The results from the experiments were very exciting. During a traditional sewer video inspection, water is often observed discharging from a service connection, as shown in Figure 1. If the flow is steady as the camera passes the connection, it is often assumed to be from groundwater infiltration. The infrared camera allows the operators to look for changes in temperature, as shown in Figure 2. The red color represents warmer temperatures, which are confirmed using the non-contact thermometer. The image shown on Figure 1 was taken using a traditional inspection camera. The operator then switched to the infrared camera to show that this was in fact an illicit connection, as shown in Figure 2.
Another limitation of traditional video inspection equipment is that the camera operator may not be able to identify a problem unless the illicit discharge is occurring as the camera passes the service connection. The next experiment involved evaluating whether hot water use would leave residual heat on the storm sewer main, so that a problem could be identified after the hot water stopped flowing. For this experiment, the infrared camera was placed in a sanitary sewer in front of a service connection for a restaurant. Hot water was run from a restaurant kitchen sink for five minutes and then turned off. The temperature at the service connection was monitored for 12 minutes, and during that time there was no water use in the restaurant.

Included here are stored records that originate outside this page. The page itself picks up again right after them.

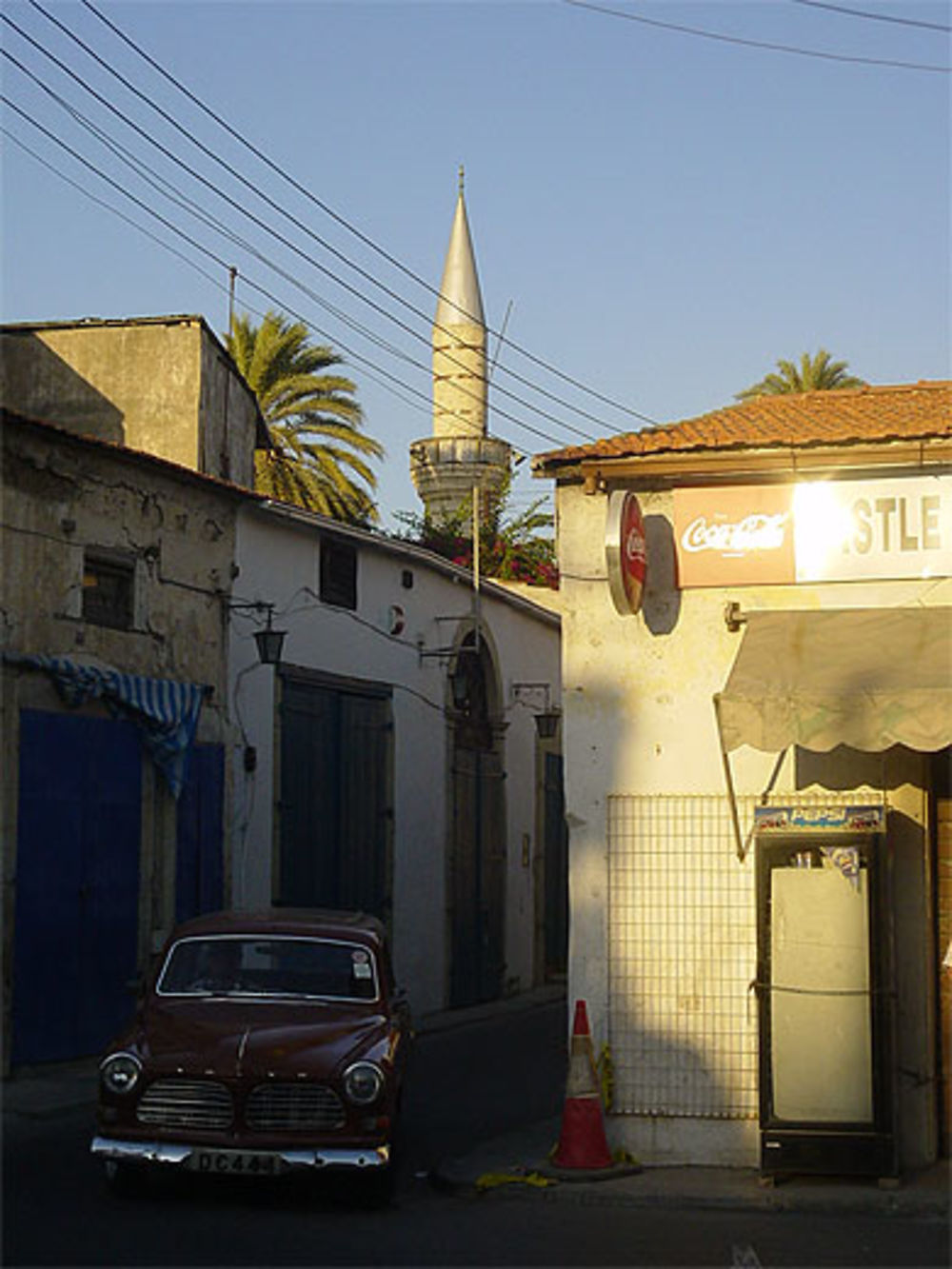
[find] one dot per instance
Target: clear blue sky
(665, 213)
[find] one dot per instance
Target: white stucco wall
(280, 559)
(639, 720)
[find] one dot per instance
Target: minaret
(460, 454)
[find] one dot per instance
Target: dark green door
(335, 807)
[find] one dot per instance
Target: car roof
(304, 922)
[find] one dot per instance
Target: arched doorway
(478, 848)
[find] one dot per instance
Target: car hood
(235, 1040)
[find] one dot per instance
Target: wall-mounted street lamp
(269, 641)
(539, 697)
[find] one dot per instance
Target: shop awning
(864, 678)
(166, 711)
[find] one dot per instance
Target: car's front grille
(181, 1103)
(291, 1107)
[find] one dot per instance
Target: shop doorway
(478, 854)
(335, 808)
(78, 868)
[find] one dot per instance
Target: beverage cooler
(825, 991)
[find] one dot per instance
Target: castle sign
(814, 530)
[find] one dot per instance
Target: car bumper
(178, 1155)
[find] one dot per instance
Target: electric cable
(282, 210)
(281, 237)
(753, 43)
(296, 282)
(872, 16)
(352, 228)
(248, 281)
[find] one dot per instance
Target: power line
(263, 290)
(352, 228)
(872, 16)
(754, 43)
(276, 207)
(280, 236)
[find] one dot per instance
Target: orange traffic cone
(582, 1142)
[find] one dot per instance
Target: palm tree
(814, 374)
(320, 453)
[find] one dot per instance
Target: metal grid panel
(682, 956)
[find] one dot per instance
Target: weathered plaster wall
(280, 565)
(639, 720)
(60, 496)
(164, 387)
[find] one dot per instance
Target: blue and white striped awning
(164, 709)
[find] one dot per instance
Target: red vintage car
(262, 1043)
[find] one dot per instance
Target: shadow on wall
(38, 384)
(662, 603)
(657, 1074)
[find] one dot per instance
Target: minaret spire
(460, 453)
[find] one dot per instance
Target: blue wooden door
(76, 906)
(198, 857)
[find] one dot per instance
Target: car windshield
(269, 967)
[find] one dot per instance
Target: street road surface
(468, 1084)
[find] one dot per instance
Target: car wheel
(128, 1180)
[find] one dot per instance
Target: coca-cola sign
(734, 534)
(626, 553)
(814, 530)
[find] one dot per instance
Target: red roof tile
(902, 411)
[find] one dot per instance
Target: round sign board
(625, 551)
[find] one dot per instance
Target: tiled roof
(902, 411)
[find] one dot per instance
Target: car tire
(126, 1180)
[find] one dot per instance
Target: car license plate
(234, 1162)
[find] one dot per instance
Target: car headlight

Figure 3 shows the residual temperature on the service connection when the hot water was turned off. The blue number on the bottom left corner of the screen shows that the service connection was 60°F at 11:34. Figure 4 shows that the temperature in the pipe 12 minutes later had only dropped 10 degrees to a temperature of 50°F. Graphically, the color went from bright yellow, representing a hotter temperature, to a mix of red and yellow, showing a decrease in temperature. The temperature in the storm sewer pipe that day was 42°F, so there was still eight degrees of residual heat in the pipe after 12 minutes. In future experiments, the service connection will be observed until there is no discernable difference in temperature to determine how long an operator has to identify an illicit connection after an active discharge has stopped. During the course of experiments, the infrared camera also detected a delta between cold tap water and the temperature of the groundwater that infiltrated into the storm sewer.
Valuable Results
The results of this experiment show that an infrared sewer camera is a very effective tool in the identification of illicit connections in storm sewers, and it could prove to reduce the level of effort and costs by streamlining the trackdown process and possibly reducing the number of techniques needed to find the sources of illicit discharges. The infrared camera experiments in the city of Yonkers indicate that direct active connections to the sanitary sewer are very easy to detect; the residual heat from illicit connections can be used to locate those illicit connections, even if they are not presently active; and cold tap water discharging through illicit connections can also be detected using the infrared camera. Indirect connections that result in a dripping service connection were not picked up with the infrared camera, although an indirect connection with a steady flow could be noticeable with the camera. Using the infrared camera for this type of application will be most successful in residential areas in the morning as residents are getting ready for work and in the evening when they return from work and are using water. Likewise, the greatest success in commercial areas will be achieved during business hours.